By John Helmer, Moscow
@bears_with
“We will not abandon the Cuban people in their time of need,” Russia’s Energy Minister, Sergei Tsivilev, announced three months ago to the day.
“A Russian vessel [Anatoly Kolodkin] has broken through the blockade. Now a second one is being loaded. We won’t leave the Cubans hanging,” he told an energy industry conference in Kazan on April 2.
A week later in Havana, a Russian ministerial delegation announced that Russia was planning to do more to defend Cuba from the US blockade than shipping crude oil and petroleum products. “The issue of ensuring the island’s energy security is a priority,” said Sergei Ryabkov, first deputy foreign minister. “But it’s too early to say what the next steps will be. It is well known that we generally do not limit ourselves to the supply of that batch of oil that has already arrived on the island on the tanker Anatoly Kolodkin.” “We don’t focus on protocol, on decorative aspects in our relations, but purely on the specifics of the tasks that we face. This is what our leaders are aiming at, and the Cuban president was as specific as possible in today’s conversation.”
By then the state shipping company Sovcomflot’s tanker Universal had loaded a 30,000-tonne cargo of petroleum products at Ust Luga and Primorsk, and then headed towards Cuba. Through the English Channel and into the Atlantic, it was escorted by a Russian Navy frigate.
But the Universal never reached Cuba.
Instead, it remained adrift in the Sargasso Sea of the North Atlantic until it turned, not west towards Cuba but south to Brazil. It then entered the Amazon River and reached Manaus on June 21. The Universal had been left hanging for two months. No Russian crude oil, diesel, or other petroleum products have crossed the US blockade to reach Cuba except for the first, the Kolodkin, on March 31.
Delivering 730,000 barrels of crude oil, the Kolodkin was the second Russian attempt to run Trump’s gauntlet. By the time it had unloaded and its crude refined into diesel, the new supplies lasted for about two weeks. The Sea Horse, Hong Kong-flagged and loaded with 200,000 barrels of Russian diesel transferred from another vessel off Cyprus in the Mediterranean, had approached Cuba on February 25. However, it was then diverted on Moscow’s orders to Venezuela.

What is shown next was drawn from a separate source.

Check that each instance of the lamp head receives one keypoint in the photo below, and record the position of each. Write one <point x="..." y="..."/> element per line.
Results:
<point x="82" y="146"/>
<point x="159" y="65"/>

Who has been giving the orders in Moscow?
Not Tsivilev at the Energy Ministry, not Lavrov at the Foreign Ministry.
On June 3, Lavrov’s deputy in charge of Latin America, Alexander Shchetinin, announced to the press that “we are engaged in the closest collegial cooperation with our Cuban friends. Undoubtedly, we coordinate the steps that need to be taken in the difficult situation they are currently dealing with. Cuba certainly remains our partner and friend, and we continue to provide political support to the country,” Shchetinin was choosing his adjectives carefully. Political support there was – no more.
The state media revealed how little Putin had decided to do for Cuba when he was in Astana, Kazakhstan, a few days before, for the summit meeting of the Eurasian Economic Union (EAEU); Cuba is an official participant in the EAEU as an observer; in Astana it was represented by Vice President, Salvador Valdés Mesa. Putin refused to meet him in one of several sideline talks the Kremlin records Putin held with others.
Instead, Pavel Zarubin, a state television artificial intelligence, was told to make a video record of a “brief conversation with a Cuban delegation.” According to Tass, “the video shows the Russian leader coming up to the representatives of the Cuban delegation, exchanging a couple of words and shaking hands with them.”
Putin had said more on February 18 when he met the Cuban Foreign Minister, Bruno Rodriguez, in the Kremlin. Lavrov was the senior minister at the table; Igor Sechin, head of the state oil company Rosneft, was also there. Putin told Rodriguez for the record: “We have always stood by Cuba in its struggle for independence, for the right to pursue its own path of development, and we have consistently supported the Cuban people…We are now witnessing a particular period marked by new sanctions. You know our stance on this – we reject such measures outright. The position of our Ministry of Foreign Affairs is clear, unequivocal, and has been articulated openly.”
What Putin meant was that Lavrov would do the talking against Trump’s sanctions, and Sechin would send the oil to break the blockade. But Putin’s secret orders to them were different.